Blick zurück ohne Zorn

Die Geschichtswissenschaft kann über solche Schwierigkeiten, die Notwendigkeit eines Gegenstandes zu begründen, nur den Kopf schütteln. Ihr Gegenstand erklärt sich von alleine, wenn man nur mit beiden Beinen fest im Hier und Heute steht. Weil, was war, nicht mehr ist, was aber ist, nicht war, läßt sich das, was war, lässig als das erklären, was es noch nicht ist, und damit das, was ist, zur Vollendung dessen machen, was war. Falsche Vergleiche braucht diese Wissenschaft nicht unbedingt anzustrengen, sie ist einer, wobei die eine Seite, das Jetzt, schon rein zeitlich so unerschütterlich feststeht, daß es nur einiger kleiner Korrekturen am Jetzt und Früher bedarf, um als Wissenschaft durch und durch moralische Qualität zu gewinnen. Daß die BRD ein ordentlicher „freiheitlicher und sozialer Rechtsstaat“ ist, beweist man damit, daß man sein schönes Funktionieren zur gelungenen Verfassungslösung des allgemeinen Problems staatlicher Stabilität erklärt und daran die Weimarer Verfassung mißt, die dabei gar nicht gut wegkommen kann (schließlich ging sie ja baden). Der Verzicht auf die Erklärung der Weimarer Republik wird beispielsweise so vorgetragen:

„Fehlkonstruktionen der Weimarer Verfassung hatten einen erheblichen Anteil an dem schleichenden Zersetzungsprozeß. Diese Verfassung wurde zwar gerühmt als die freieste Verfassung der Welt (wo doch jeder weiß, daß unsere FDGO on top of the world ist), aber sie war nicht realistisch genug“ (wie das GG, das jedem von ihm großzügig gewährten Grundrecht seine Einschränkung bzw. Verwirkung bei Mißbrauch gegenüberstellt). „ ... Die Republik hat es kaum je mit einer echten“ (– staatstreuen wie der unseren) „Opposition zu tun gehabt, sondern fast nur mit entschlossenen Gegnern (gegen den Staat gehört Gegnerschaft verboten). Die politische Willensbildung war durch das Verhältniswahlrecht erschwert“ (anstatt wie heute durch die 5 %-Klausel dem Wähler seine Entscheidung zu erleichtern und für die richtigen Verhältnisse zu sorgen). „Es begünstigte die Erbanlage“ (immer diese furchtbaren Gene) „der Deutschen zu Eigenbrötelei und Sonderbündelei und erleichterte das Aufkommen von Splittergruppen.“ (usw. usf. quer durch den Staat hindurch bis zur „Verantwortungsscheu der deutschen (!) Parteien“.) (Informationen zur politischen Bildung, Folge 109 -110: Die Weimarer Republik)

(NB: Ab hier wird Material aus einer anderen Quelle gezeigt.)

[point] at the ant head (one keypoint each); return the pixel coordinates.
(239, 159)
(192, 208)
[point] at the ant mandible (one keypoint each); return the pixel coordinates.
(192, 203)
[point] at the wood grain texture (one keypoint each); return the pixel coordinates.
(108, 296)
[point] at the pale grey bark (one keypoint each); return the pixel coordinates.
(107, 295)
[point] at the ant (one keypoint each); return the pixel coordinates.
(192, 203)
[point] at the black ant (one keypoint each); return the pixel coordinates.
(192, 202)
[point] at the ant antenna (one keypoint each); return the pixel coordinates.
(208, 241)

Wenn man will, läßt sich jetzt der Vergleich auch offen aussprechen: Das Grundgesetz hat, dies die beglückende Moral, aus Weimar gelernt, und die BRD ist sozial- und rechtsstaatmäßig „der beste, den wir je gehabt haben.“ (Hobbyhistoriker Scheel). Die explizite Veranstaltung von Vergleichen zwischen früheren und heutigen Lösungen überzeitlicher Probleme des heutigen Staatsmenschen baut also auf der unausgesprochenen vergleichenden Verfälschung der Geschichte auf, die keines Hinweises auf Heute bedarf, sondern sich getrost mit heutigen Problemen voll ins Damals versenken kann. Sie ist also notwendige Zusatzveranstaltung, die das wissenschaftliche Ergebnis gebührend festhält, in dem sie das Heute als einzigen Gegenstand und Zielpunkt der Beschäftigung mit der Vergangenheit herausstreicht, und die moralischen Lehren auch als solche ausspricht. Solche groben Klötze sind z.B. bei der alten Abteilung immer wieder einmal geboten, die weniger mit der Entstehung der BRD seit 1789 als mit der Entstehung des BRD-Abendlandmenschen seit 2000 v. Chr. zu tun hat:

„Wunder über Wunder – wer könnte es leugnen!“ (Nur Gegner dieser Wissenschaft und andere Ungläubige!) „Dieses Babylon war, wenn man Herodot, Diodor und Strabon glauben darf (nur zu!), die Weltstadt schlechthin. Eine Metropole der Pracht, des Luxus und des Reichtums, Wohlstands- und Sündenbabel, Moloch und Sirene zugleich. Lärmend, geschäftstüchtig und stolz. Ausschweifend, sittenlos und lasziv, hochmütig und hybrid.“ (Ende des Zettelkastens).
„Das Urbild aller großen Städte bis heute: London und Rom, Paris und New York“ (besonders wenn die Zivilisation, wie bei Stromausfall, versagt) „in einer Gestalt.“ (R. Pörtner, Alte Kulturen ans Licht gebracht, S. 71)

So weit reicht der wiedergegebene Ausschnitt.